PTAs are voluntary organizations made up of students’ parents or guardians and teaching staff. After the end of World War II, the General Headquarters, the Supreme Commander for the Allied Powers (GHQ) encouraged the establishment of PTAs to democratize education, and the associations were established across the nation.
Although there has never been an obligation to join a PTA, all parents had participated and paid membership fees to keep the associations running. Parents who are elected as officers tend to be self-employed people or full-time homemakers. They are responsible for helping out at school events, organizing bazaars and cleaning up local areas.
However, in recent years, as more parents have come to hold jobs, there have been many cases of parents pressing each other to be elected as PTA officers, and even of PTA officers reluctantly being chosen by lottery. As it has become widely known that joining a PTA is not compulsory, the number of parents and guardians who opt out is increasing.
If the organizational structure and duties of PTAs are not reviewed, further decline is inevitable.
The function of the PTA, which supports the growth of children in cooperation with teachers while sharing information, will probably continue to be important.
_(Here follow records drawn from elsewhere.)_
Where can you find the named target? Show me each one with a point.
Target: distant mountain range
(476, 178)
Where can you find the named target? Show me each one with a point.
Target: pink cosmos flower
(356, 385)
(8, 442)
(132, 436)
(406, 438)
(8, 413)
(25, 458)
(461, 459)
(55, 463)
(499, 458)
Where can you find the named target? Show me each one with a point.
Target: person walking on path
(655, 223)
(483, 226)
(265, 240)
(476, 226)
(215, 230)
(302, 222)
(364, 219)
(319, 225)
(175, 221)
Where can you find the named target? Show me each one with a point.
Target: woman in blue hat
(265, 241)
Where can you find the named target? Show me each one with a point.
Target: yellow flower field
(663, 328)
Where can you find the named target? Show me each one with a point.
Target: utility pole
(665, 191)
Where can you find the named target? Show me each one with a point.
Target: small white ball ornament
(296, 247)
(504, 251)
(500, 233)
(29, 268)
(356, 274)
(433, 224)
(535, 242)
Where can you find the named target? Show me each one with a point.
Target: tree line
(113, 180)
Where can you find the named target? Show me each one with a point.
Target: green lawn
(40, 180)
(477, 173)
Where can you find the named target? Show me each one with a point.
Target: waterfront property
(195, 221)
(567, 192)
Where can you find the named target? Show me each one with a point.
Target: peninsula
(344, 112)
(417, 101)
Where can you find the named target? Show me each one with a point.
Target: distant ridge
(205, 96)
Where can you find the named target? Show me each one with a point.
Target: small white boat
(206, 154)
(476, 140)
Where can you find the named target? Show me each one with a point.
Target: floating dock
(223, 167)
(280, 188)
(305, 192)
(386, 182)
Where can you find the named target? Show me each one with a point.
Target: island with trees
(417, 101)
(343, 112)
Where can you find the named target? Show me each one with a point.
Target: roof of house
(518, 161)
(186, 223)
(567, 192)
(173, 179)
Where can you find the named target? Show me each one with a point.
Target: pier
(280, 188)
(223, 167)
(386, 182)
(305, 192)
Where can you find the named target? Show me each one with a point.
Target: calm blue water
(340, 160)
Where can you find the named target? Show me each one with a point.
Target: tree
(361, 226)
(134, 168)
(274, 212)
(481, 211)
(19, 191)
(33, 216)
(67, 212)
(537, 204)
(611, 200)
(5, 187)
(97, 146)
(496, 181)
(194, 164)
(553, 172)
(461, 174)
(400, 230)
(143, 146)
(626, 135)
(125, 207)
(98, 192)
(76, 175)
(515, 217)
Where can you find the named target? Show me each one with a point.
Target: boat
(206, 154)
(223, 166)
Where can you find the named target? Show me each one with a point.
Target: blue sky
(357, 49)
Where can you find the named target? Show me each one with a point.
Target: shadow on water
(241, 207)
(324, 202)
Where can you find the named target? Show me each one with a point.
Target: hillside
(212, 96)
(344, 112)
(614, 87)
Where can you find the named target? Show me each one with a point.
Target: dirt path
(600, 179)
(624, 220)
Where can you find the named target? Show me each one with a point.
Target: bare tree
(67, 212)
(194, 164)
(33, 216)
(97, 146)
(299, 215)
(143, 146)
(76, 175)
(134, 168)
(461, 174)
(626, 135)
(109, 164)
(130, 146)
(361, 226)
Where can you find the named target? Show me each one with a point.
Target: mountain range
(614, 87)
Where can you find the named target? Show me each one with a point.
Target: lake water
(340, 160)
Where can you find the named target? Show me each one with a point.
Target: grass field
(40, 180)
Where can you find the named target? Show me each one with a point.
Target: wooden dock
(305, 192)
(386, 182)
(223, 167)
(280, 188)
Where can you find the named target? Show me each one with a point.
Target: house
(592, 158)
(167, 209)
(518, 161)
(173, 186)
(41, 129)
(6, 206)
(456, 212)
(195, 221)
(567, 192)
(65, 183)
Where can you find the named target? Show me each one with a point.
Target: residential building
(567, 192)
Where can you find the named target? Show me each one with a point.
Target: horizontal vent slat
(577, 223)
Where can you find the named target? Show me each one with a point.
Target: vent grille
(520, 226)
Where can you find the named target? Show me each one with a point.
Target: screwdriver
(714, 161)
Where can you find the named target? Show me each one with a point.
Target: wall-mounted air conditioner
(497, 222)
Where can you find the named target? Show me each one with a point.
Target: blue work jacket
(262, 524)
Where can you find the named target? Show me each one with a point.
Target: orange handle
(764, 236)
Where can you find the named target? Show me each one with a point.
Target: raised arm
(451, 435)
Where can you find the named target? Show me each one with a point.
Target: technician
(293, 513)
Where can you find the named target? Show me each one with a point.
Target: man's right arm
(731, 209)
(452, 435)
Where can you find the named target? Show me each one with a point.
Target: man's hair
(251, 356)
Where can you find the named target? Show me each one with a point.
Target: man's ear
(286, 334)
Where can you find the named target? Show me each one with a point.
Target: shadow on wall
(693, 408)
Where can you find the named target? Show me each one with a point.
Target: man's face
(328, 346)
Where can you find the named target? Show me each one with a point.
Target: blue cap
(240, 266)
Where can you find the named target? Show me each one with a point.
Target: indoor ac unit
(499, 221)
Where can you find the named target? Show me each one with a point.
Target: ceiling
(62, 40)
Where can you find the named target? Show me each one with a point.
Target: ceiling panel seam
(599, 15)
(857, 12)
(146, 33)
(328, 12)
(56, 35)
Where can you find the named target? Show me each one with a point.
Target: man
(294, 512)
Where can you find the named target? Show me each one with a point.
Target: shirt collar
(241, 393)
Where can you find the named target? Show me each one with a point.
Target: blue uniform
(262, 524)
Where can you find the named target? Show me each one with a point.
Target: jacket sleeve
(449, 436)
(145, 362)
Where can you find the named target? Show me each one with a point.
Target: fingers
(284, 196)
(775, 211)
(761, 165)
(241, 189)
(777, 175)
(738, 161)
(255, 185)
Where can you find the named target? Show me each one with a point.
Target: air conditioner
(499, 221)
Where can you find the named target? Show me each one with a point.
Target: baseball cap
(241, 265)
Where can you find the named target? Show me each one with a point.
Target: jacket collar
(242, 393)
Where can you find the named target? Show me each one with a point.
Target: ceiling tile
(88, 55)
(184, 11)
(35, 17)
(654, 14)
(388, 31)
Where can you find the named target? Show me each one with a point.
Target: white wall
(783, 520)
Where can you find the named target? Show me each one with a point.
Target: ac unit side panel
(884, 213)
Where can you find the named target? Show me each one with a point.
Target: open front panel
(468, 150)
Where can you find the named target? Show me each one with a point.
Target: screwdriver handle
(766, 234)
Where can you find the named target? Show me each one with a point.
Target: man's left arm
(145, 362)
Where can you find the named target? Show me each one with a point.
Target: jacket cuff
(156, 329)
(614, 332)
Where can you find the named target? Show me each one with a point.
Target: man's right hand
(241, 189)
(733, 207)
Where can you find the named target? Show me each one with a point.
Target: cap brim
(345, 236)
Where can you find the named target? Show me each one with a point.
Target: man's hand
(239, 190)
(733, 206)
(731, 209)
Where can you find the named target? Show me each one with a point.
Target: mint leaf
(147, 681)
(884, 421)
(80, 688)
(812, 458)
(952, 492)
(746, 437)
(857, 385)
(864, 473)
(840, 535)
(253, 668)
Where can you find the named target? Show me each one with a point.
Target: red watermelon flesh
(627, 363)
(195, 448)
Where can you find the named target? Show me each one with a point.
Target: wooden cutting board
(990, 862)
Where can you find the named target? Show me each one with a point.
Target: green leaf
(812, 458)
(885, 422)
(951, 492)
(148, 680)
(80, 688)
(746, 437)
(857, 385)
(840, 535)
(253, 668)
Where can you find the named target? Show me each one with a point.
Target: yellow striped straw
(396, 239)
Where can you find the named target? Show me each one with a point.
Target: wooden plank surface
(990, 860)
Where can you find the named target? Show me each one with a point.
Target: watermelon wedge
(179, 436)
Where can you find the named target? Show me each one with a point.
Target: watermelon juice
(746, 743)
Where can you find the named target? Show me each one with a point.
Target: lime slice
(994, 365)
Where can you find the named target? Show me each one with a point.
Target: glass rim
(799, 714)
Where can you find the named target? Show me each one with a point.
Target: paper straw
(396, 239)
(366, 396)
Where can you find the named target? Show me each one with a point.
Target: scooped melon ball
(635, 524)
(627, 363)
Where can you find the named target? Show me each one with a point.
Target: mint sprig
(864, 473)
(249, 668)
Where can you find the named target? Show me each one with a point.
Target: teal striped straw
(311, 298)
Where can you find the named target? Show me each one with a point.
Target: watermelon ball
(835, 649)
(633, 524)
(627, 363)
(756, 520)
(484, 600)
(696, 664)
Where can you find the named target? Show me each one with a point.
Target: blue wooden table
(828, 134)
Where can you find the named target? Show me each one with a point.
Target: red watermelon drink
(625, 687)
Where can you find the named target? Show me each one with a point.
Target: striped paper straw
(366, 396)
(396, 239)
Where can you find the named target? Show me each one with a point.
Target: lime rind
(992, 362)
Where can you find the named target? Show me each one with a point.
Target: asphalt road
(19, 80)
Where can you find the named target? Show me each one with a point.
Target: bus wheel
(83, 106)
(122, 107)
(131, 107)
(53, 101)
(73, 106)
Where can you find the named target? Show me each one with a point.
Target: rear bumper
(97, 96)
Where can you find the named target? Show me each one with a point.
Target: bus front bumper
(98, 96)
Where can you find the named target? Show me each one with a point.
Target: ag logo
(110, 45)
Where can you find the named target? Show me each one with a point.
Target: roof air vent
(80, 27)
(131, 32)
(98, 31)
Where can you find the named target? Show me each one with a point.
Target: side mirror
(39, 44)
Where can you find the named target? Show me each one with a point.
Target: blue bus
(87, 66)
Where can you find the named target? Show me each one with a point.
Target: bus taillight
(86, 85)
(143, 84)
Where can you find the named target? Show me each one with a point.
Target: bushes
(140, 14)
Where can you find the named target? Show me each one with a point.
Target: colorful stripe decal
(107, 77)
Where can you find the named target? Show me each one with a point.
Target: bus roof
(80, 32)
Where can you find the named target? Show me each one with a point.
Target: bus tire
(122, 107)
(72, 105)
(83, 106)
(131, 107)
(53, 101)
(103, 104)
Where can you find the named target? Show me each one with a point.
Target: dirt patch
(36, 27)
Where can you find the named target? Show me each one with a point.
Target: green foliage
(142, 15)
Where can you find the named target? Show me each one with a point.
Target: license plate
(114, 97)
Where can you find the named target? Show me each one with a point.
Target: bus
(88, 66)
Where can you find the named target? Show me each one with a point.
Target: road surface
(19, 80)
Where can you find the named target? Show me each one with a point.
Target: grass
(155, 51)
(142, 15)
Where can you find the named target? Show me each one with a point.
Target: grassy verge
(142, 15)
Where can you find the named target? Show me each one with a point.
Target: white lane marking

However, there are also reportedly cases in which PTAs are tasked with jobs that should be done by schools or local governments, such as washing classroom curtains.
For streamlining, there is a need to distinguish between activities that are necessary to continue and those that can be scaled down or abolished. There is a strong resistance to PTA meetings that are held frequently. Sometimes they are held after school on weekdays, which makes it difficult for working people to attend.
It is important to try to reduce the burden through such measures as moving meetings online or sending administrative messages by group email.
In some elementary and junior high schools in the city of Kawanishi, Hyogo Prefecture, PTAs have been dissolved and replaced with volunteer organizations that charge no membership fees and recruit participants for activities on an ad hoc basis. There is also a growing trend to outsource activities such as newsletter production to private companies.
With such cases as references, PTA models that suit local circumstances should be explored. It is desirable to come up with organizations that would encourage people to participate at their own initiative by considering what is needed for children, instead of forcing them to participate reluctantly.
The National Congress of Parents and Teachers Association of Japan, the nationwide federation of PTAs, has seen withdrawals of the Tokyo elementary school organization and the organizations of the cities of Chiba and Saitama. The Okayama Prefecture organization has said it will dissolve at the end of the fiscal year.
The congress has been involved in a scandal in which dubious accounting in connection with repairing its building was discovered, leading to the arrest of a former senior official of the congress.
The reason for the succession of withdrawals of subordinate organizations from the congress is that it is becoming more difficult to pay membership fees to the congress due to the decline in PTA activities, as well as a lack of trust in the congress’ management. Unless the national body improves the transparency of its accounting, the trend of withdrawals will likely accelerate further.